The company already knows a lot about you. Depending on which of its services you use it knows what your interests are, where you go on the Internet, and (via Android) in the real world, where you live, who you know, the topics you discuss in emails, the videos you watch and comment on, and more. And now, it could soon begin to know more about what you do in your own home.
Nest Thermostat learns your behavior, and what temperatures you like, and automatically adjusts the heating for you. It uses sensors to tell when you’ve gone out, so it doesn’t waste energy heating an empty house.

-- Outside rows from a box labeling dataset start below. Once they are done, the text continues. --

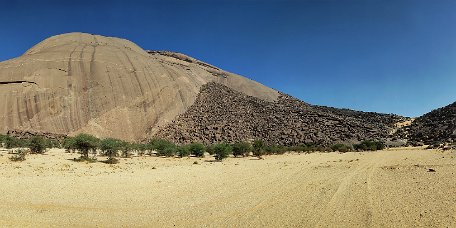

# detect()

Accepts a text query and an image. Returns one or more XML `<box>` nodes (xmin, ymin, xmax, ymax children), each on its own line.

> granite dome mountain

<box><xmin>0</xmin><ymin>33</ymin><xmax>406</xmax><ymax>145</ymax></box>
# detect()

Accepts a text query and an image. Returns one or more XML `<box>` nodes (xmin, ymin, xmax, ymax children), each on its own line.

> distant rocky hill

<box><xmin>156</xmin><ymin>82</ymin><xmax>404</xmax><ymax>145</ymax></box>
<box><xmin>0</xmin><ymin>33</ymin><xmax>412</xmax><ymax>145</ymax></box>
<box><xmin>405</xmin><ymin>102</ymin><xmax>456</xmax><ymax>144</ymax></box>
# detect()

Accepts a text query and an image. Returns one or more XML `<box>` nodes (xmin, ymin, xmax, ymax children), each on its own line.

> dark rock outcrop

<box><xmin>155</xmin><ymin>83</ymin><xmax>404</xmax><ymax>145</ymax></box>
<box><xmin>405</xmin><ymin>102</ymin><xmax>456</xmax><ymax>145</ymax></box>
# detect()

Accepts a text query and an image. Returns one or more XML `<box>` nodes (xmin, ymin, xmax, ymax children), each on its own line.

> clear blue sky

<box><xmin>0</xmin><ymin>0</ymin><xmax>456</xmax><ymax>116</ymax></box>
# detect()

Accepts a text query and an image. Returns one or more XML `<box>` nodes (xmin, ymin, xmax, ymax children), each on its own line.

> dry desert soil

<box><xmin>0</xmin><ymin>148</ymin><xmax>456</xmax><ymax>227</ymax></box>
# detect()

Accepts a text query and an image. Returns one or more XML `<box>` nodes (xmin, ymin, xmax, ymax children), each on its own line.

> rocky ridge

<box><xmin>155</xmin><ymin>83</ymin><xmax>404</xmax><ymax>145</ymax></box>
<box><xmin>404</xmin><ymin>102</ymin><xmax>456</xmax><ymax>145</ymax></box>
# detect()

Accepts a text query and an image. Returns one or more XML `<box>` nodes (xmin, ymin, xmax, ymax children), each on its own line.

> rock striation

<box><xmin>155</xmin><ymin>82</ymin><xmax>405</xmax><ymax>145</ymax></box>
<box><xmin>0</xmin><ymin>33</ymin><xmax>279</xmax><ymax>141</ymax></box>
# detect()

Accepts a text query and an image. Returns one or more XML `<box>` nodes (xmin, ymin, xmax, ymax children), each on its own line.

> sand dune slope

<box><xmin>0</xmin><ymin>149</ymin><xmax>456</xmax><ymax>227</ymax></box>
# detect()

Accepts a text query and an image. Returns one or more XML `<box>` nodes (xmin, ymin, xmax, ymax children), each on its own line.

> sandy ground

<box><xmin>0</xmin><ymin>149</ymin><xmax>456</xmax><ymax>227</ymax></box>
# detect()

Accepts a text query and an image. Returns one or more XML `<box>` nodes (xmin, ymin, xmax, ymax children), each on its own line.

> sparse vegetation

<box><xmin>214</xmin><ymin>143</ymin><xmax>232</xmax><ymax>161</ymax></box>
<box><xmin>252</xmin><ymin>140</ymin><xmax>265</xmax><ymax>158</ymax></box>
<box><xmin>0</xmin><ymin>131</ymin><xmax>392</xmax><ymax>164</ymax></box>
<box><xmin>232</xmin><ymin>142</ymin><xmax>252</xmax><ymax>157</ymax></box>
<box><xmin>74</xmin><ymin>134</ymin><xmax>100</xmax><ymax>162</ymax></box>
<box><xmin>28</xmin><ymin>136</ymin><xmax>47</xmax><ymax>154</ymax></box>
<box><xmin>149</xmin><ymin>139</ymin><xmax>177</xmax><ymax>157</ymax></box>
<box><xmin>100</xmin><ymin>138</ymin><xmax>123</xmax><ymax>164</ymax></box>
<box><xmin>9</xmin><ymin>149</ymin><xmax>28</xmax><ymax>162</ymax></box>
<box><xmin>189</xmin><ymin>143</ymin><xmax>206</xmax><ymax>157</ymax></box>
<box><xmin>177</xmin><ymin>145</ymin><xmax>190</xmax><ymax>158</ymax></box>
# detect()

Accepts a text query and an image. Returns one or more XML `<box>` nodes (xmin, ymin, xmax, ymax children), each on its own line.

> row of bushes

<box><xmin>0</xmin><ymin>134</ymin><xmax>385</xmax><ymax>164</ymax></box>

Google already knows where you live and when you’re not at home and now, with the acquisition, it could know when the house is entirely empty. Good job it doesn’t have a team of burglars on standby.
Nest Protect is an intelligent smoke detector that knows when your house is actually on fire or if you’ve just burned your toast, and if you own a Nest Thermostat it can communicate with it, providing another way for the system to know what rooms you and your family are in and when you’re out.
Tony Fadell says Nest customer data won’t be shared with Google: "Our privacy policy clearly limits the use of customer information to providing and improving Nest’s products and services. We’ve always taken privacy seriously and this will not change".
Maybe short term it won't, but long term it most definitely will. Google hasn’t handed over $3.2 billion just to get into the thermostat and smoke detector market. It will gain some clever products and a super smart team, but user data is what fuels Google. To begin Google will probably get anonymized data -- no Nest customer details there -- but don’t be too surprised if signing into a Google+ account becomes one of the Nest setup stages later on.
The Internet of Things, the Internet of Everything or, as Robert Cringely calls it, The Internet of Crap, is the next big thing in the tech world, and Google’s acquisition of Nest gives the search giant an important stepping stone into this area. The knowledge the Nest team has will prove invaluable to Google, and the resources Google has will prove similarly invaluable to Nest. Nest can expand its product line, add more smart products, and run independently, and Google can slowly take over our homes as it’s already taken over the internet and our mobile phones.